Cette capacité à gérer des décisions importantes en vase-clos est un vieil héritage. Le groupe des six, qui a préparé le 1er novembre, les fameux « trois B », Ben Tobbal, Boussof, Belkacem, qui ont dirigé de fait la guerre de libération, le groupe d'Oujda, qui a pris le pouvoir ensuite, et le groupe des « janviéristes », qui a mis fin aux élections en 1992, ont tous procédé de la même logique. Un groupe d'hommes, agissant dans un cadre informel, fait un choix décisif, et le fait assumer par les appareils politiques, administratifs et militaires, qui lui donnent l'habillage formel. Que la décision soit de portée historique, comme le 1er novembre, ou plus contestable, comme ce fut le cas en d'autres circonstances, ne change pas la nature de ces décisions, prises en dehors du circuit institutionnel en vigueur. Et la promesse de Houari Boumediene de bâtir un Etat qui survivrait aux hommes n'a guère changé la donne : la décision politique la plus importante concernant l'avenir du pays est encore prise dans un cadre officieux.
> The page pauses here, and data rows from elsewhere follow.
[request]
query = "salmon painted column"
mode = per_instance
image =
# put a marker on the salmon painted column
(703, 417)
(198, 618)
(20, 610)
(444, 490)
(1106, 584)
La succession du président Abdelaziz Bouteflika fait partie de ce type de décision. A trois mois de l'élection d'avril prochain, il est possible d'avancer quelques hypothèses, sans grand risque de se tromper. Qu'il fasse un quatrième mandat, ou qu'un successeur soit désigné en avril prochain, il est évident que la décision ne viendra pas du congrès du FLN ou du vote des électeurs de Aïn-Defla. Le choix est fait dans un conclave, comme celui qui a abouti au choix de Chadli Bendjedid en 1979, ou, plus probablement, dans une réunion restreinte. L'urne d'avril validera formellement ce choix. Seule l'élection de 1999 a failli échapper à ce scénario, mais au bout du compte, le choix libre par les urnes a été écarté au profit de la cooptation.

Suspense

En ce début janvier 2014, alors que le président Bouteflika s'apprête à convoquer le corps électoral, il est tout aussi évident que le choix d'avril prochain a été déjà fait. Il est inconcevable, au vu de la nature du système politique algérien, que ceux qu'on appelle communément « les décideurs », en soient encore à palabrer. Mais visiblement, seul un cercle extrêmement restreint a été implique dans la décision. Pour les autres, le suspense reste entier. Et toute l'Algérie est ainsi maintenue en haleine, ce qui est indéniablement à mettre à l'actif du pouvoir, lequel fait preuve d'une maitrise certaine. C'est lui qui garde l'initiative, maitrise l'agenda, distribue les cartes et donne le tempo.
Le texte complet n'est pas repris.